Papa stepped over to his son, to his only cub, and slumped down beside him. Baldwin followed suit, sat in just the same position beside his papa. They looked out to the stream and sat in silence for a moment.
“I need to…” Papa took a labored gulp, “talk to you about something Baldwin.”
“About what Papa?”
“About how I don’t… know how to talk to you. You do know you’re…. different, right Baldwin?”
“Yeah that’s what the other cubs say. They say I’m different. They laugh at me Papa. They laugh and I don’t understand it. I guess I do know I’m different though.”
As Papa prepared his next bit of speech, the silence hung heavy between them, until Baldwin added, “I’m sorry Papa. I’m sorry I’m not like the other cubs.”
“You don’t have to be Baldwin. I’m not mad.”
“But you do wish it was different, huh Papa? You thought I’d be different. Or… less different.”
Papa lost his breath again. He had never considered Baldwin might have clued into his frustration. After all, Baldwin always seemed so detached. A wave of shame washed over the sad old boar. How could he have let his own son notice his disappointment? And how could he reassure Baldwin he did not regret which son the stars had given him? He opened his mouth, just barely, and let out a long sigh.
“It’s ok Papa,” Baldwin rested his head gently against his papa’s arm. “We’re ok.”
“We are ok, son.”
The two sat in silence, then, for a long time. The sun, meanwhile, crept up higher into the sky, and the morning’s crispness faded into an unseasonably warm autumn day. Mama came out once to check on her boys, but upon seeing them side-by-side returned to their cave. While she went about the day’s business she whispered wishes, quietly begging the stars for harmony in her home.
It came to Papa, finally, to ask his son something he himself had never been asked. And after all their time spent seated together, Papa was no longer afraid to speak to his son. “What do you want, son?”

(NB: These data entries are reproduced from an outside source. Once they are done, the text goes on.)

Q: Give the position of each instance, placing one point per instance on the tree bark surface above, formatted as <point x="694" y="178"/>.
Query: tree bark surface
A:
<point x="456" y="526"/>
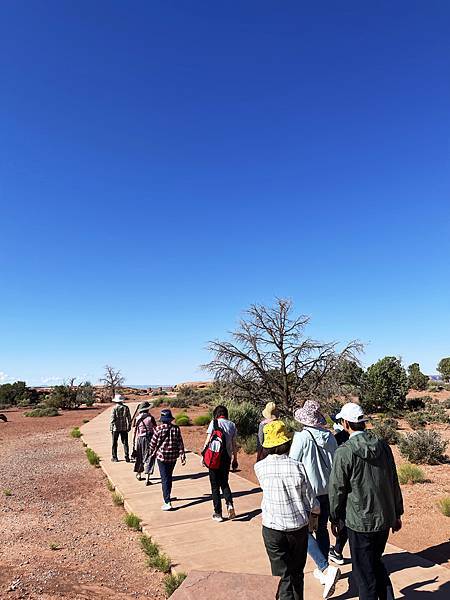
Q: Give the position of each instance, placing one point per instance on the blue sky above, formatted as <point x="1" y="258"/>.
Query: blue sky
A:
<point x="165" y="164"/>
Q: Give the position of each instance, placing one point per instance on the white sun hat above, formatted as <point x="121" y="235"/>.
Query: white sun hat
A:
<point x="118" y="398"/>
<point x="352" y="412"/>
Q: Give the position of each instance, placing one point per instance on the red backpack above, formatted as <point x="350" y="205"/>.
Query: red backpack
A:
<point x="212" y="453"/>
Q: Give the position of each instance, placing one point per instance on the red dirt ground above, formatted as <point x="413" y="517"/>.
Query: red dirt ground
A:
<point x="59" y="498"/>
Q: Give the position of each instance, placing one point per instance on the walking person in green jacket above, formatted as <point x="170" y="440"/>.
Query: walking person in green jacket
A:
<point x="365" y="496"/>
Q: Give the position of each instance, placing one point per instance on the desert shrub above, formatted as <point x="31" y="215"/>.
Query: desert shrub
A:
<point x="422" y="447"/>
<point x="415" y="403"/>
<point x="117" y="499"/>
<point x="42" y="412"/>
<point x="182" y="420"/>
<point x="416" y="420"/>
<point x="93" y="457"/>
<point x="132" y="521"/>
<point x="385" y="430"/>
<point x="444" y="505"/>
<point x="177" y="403"/>
<point x="63" y="396"/>
<point x="436" y="413"/>
<point x="248" y="443"/>
<point x="245" y="415"/>
<point x="385" y="385"/>
<point x="86" y="394"/>
<point x="408" y="473"/>
<point x="202" y="420"/>
<point x="172" y="581"/>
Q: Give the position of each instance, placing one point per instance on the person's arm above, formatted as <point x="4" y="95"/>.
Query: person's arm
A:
<point x="182" y="453"/>
<point x="338" y="486"/>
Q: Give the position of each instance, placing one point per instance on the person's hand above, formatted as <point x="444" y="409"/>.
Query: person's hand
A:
<point x="397" y="525"/>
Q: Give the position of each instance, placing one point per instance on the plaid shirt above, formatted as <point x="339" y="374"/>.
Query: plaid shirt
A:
<point x="167" y="443"/>
<point x="288" y="497"/>
<point x="120" y="418"/>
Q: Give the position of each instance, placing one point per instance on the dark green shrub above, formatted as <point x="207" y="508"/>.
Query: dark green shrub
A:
<point x="385" y="386"/>
<point x="93" y="457"/>
<point x="422" y="447"/>
<point x="245" y="415"/>
<point x="172" y="581"/>
<point x="202" y="420"/>
<point x="182" y="420"/>
<point x="408" y="473"/>
<point x="248" y="444"/>
<point x="385" y="430"/>
<point x="42" y="412"/>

Baldwin looked up at Papa, his face suddenly shining. “You know what Papa?”
Baldwin extended a claw, pointing his paw toward the sky. “I wanna go visit them.”

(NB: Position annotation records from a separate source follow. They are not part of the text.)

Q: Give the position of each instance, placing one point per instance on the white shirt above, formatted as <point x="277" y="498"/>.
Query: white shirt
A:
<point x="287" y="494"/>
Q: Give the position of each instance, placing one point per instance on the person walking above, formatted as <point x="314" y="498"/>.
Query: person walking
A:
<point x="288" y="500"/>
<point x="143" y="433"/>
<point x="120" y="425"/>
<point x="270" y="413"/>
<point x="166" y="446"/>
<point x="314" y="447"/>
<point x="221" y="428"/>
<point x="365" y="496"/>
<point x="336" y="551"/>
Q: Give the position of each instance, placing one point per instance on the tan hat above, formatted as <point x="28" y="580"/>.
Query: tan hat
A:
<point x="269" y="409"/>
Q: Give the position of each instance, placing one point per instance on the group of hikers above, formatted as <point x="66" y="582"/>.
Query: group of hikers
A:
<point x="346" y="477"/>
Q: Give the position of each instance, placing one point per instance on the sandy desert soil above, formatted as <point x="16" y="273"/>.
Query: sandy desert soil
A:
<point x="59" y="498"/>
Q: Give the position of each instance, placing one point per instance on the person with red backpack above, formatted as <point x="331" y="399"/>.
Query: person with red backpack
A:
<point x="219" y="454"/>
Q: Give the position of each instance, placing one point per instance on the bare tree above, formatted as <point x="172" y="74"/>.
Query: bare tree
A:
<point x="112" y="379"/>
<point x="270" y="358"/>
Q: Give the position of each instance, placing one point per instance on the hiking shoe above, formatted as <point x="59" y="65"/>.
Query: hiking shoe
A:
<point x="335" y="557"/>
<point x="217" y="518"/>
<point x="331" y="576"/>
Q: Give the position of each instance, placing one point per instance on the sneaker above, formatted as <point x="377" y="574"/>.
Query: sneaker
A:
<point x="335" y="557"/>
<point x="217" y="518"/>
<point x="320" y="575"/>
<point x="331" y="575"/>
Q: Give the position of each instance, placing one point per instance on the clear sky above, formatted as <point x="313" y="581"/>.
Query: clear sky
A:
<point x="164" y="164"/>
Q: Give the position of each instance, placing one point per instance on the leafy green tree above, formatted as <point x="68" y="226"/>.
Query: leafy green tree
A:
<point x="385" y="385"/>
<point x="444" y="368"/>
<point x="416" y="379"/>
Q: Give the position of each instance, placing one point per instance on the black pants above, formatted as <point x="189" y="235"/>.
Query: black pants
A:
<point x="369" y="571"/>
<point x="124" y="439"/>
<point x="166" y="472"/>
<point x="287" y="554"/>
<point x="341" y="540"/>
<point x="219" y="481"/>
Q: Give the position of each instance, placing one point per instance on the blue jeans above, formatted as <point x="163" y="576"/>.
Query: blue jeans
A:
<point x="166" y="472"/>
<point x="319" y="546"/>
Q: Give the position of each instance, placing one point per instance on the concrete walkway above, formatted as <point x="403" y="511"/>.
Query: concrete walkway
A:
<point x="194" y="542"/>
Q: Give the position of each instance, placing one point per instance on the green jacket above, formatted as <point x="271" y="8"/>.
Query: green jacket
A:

“You can’t see them now Papa. But during sleeptime. I wanna visit my friends up there.”
“You mean the stars?”
Papa was stopped up again. He could feel his cub slipping through his claws. He was losing him. He had to play along.
“How would you do that, son?”
“I don’t know Papa. But I’m gonna do it. I’m gonna go up there and meet all my friends. That’s what I want.”
Papa sighed. And he waited for a moment. And he made a decision. A small one, but an important one.
“If that’s what you want, Baldwin.”
“It’s what I want Papa. I’m gonna meet the stars.”